Retour des comportements de (super-)précaution
Les
années 2000 marquent une rupture dans la composition du taux d’épargne.
Ce n’est plus l’épargne financière, mais l’investissement logement qui a
les faveurs du public. Entre temps, les taux réels ont baissé, la
bourse a flanché et la pierre est en pleine ascension.
Mais la
grande récession de 2008-2009 et les crises à répétition marquent le
retour des comportements de précaution. Les inquiétudes sur l’évolution
du marché du travail poussent les Français à se constituer un matelas de
sécurité de plus en plus liquide, ce qui amplifie les effets de la
crise. La consommation lâche, le PIB recule la France entre à nouveau en
récession. Ce n’est qu’à partir de 2015 que la pression se relâche, la
croissance est de retour, les taux font du rase-mottes. Les Français
puisent dans leur épargne financière, l’investissement logement se
maintenant.
C’est dans ce contexte que la crise de la Covid-19
survient et fait sauter tous les repères. Confinés, les Français dont
les revenus ont été en partie préservés ne peuvent plus dépenser. Le
taux d’épargne explose et passe au-dessus des 27%, c’est plus de 5,5
points au-dessus de son ancien record de 1974. En 6 mois, près de 175
milliards sont mis de côté, c’est près de 65 de plus qu’au 1er semestre
2019 une hausse de 58%. Une épargne forcée que les Français ont
finalement très peu débloquée avec le déconfinement. De mars à août, le
montant net des dépôts bancaires a atteint plus de 100 milliards
d’euros. C’est plus de 60 milliards de plus que la moyenne constatée sur
les 5 dernières années.
La collecte nette sur les livrets A
et LDDS a dépassé 31 milliards d’euros sur les 8 premiers mois de
l’année. C’est quasiment deux fois plus qu’en 2019 sur la même période.

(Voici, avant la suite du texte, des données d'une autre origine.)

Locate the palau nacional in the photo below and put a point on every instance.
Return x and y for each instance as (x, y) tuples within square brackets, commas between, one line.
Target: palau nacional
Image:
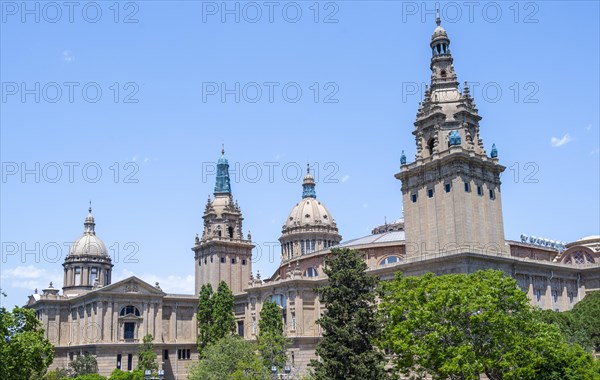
[(452, 223)]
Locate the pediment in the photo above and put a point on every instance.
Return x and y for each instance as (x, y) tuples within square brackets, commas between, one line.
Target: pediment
[(131, 285)]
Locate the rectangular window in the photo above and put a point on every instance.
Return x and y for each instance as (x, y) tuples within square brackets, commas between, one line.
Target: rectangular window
[(93, 275), (129, 329), (184, 354)]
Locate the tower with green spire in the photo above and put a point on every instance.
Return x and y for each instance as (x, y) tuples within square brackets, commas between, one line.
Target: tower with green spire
[(451, 192), (222, 185), (223, 253)]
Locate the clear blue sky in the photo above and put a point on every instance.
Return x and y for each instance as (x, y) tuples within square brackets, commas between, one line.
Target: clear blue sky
[(543, 56)]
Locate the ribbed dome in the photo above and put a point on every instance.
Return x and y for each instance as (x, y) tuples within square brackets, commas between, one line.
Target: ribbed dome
[(88, 243), (309, 212)]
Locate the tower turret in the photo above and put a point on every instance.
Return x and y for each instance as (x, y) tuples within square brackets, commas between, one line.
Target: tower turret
[(222, 253), (451, 192)]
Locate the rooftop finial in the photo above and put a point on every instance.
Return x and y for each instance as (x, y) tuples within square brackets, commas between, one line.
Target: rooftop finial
[(223, 185), (308, 185), (89, 222)]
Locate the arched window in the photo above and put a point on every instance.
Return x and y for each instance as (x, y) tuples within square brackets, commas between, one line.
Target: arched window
[(129, 309), (390, 260), (311, 272), (430, 146), (279, 299)]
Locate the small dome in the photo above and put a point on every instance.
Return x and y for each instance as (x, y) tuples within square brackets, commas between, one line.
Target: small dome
[(88, 243), (309, 212)]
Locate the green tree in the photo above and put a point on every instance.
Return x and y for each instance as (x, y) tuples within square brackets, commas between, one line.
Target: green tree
[(204, 317), (272, 342), (223, 318), (24, 352), (230, 358), (147, 356), (215, 315), (90, 376), (84, 365), (350, 322), (459, 326)]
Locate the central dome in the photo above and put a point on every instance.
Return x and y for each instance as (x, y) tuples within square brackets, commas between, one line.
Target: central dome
[(88, 244), (309, 212), (309, 227)]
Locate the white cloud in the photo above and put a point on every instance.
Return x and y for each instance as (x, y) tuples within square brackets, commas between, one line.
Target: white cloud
[(68, 56), (168, 283), (556, 142)]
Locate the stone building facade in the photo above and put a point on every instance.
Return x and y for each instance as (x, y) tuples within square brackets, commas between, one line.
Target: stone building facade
[(452, 223)]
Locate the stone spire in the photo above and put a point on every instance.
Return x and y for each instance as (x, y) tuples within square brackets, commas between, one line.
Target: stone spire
[(222, 185), (89, 222), (308, 186), (442, 69)]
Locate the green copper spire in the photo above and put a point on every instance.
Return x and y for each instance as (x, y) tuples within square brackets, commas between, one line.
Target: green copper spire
[(223, 185), (308, 186)]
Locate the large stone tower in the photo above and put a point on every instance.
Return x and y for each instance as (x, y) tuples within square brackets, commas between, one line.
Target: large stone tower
[(88, 264), (222, 254), (451, 192)]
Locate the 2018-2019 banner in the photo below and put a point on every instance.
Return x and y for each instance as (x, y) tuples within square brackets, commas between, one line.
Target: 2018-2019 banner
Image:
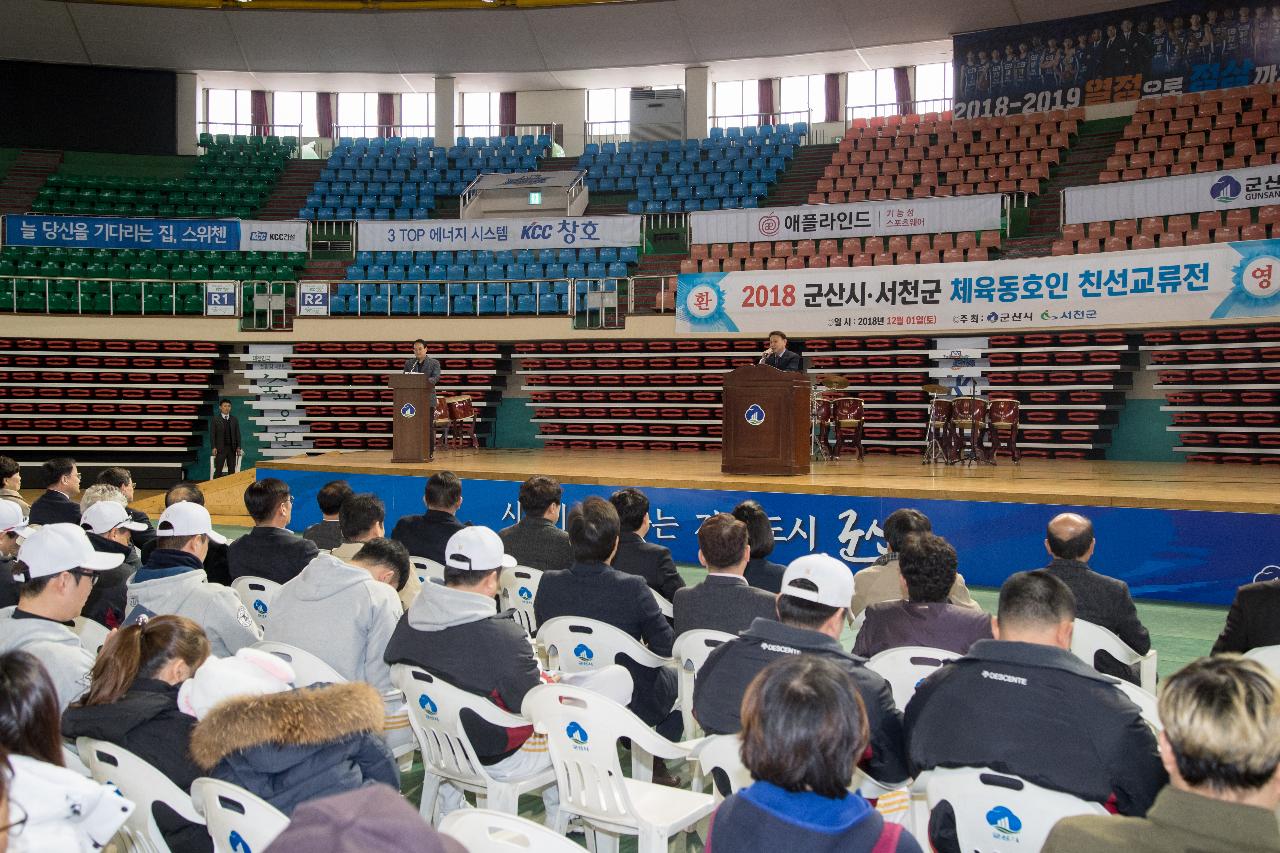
[(832, 222), (1180, 194), (165, 235), (496, 235), (1175, 286)]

Ce montage d’épargne, les Français ne vont pas y toucher de sitôt. Leurs
inquiétudes sur l’évolution du chômage sont à des niveaux
historiquement hauts tout comme l’opportunité d’épargner alors qu’avec
la multiplication des cas positifs au Covid de nouvelles restrictions
sanitaires ont été mises en place. L’épargne forcée par les
circonstances s’est transformée en épargne de super-précaution. La
consommation cale déjà et les perspectives de reprise s’éloignent.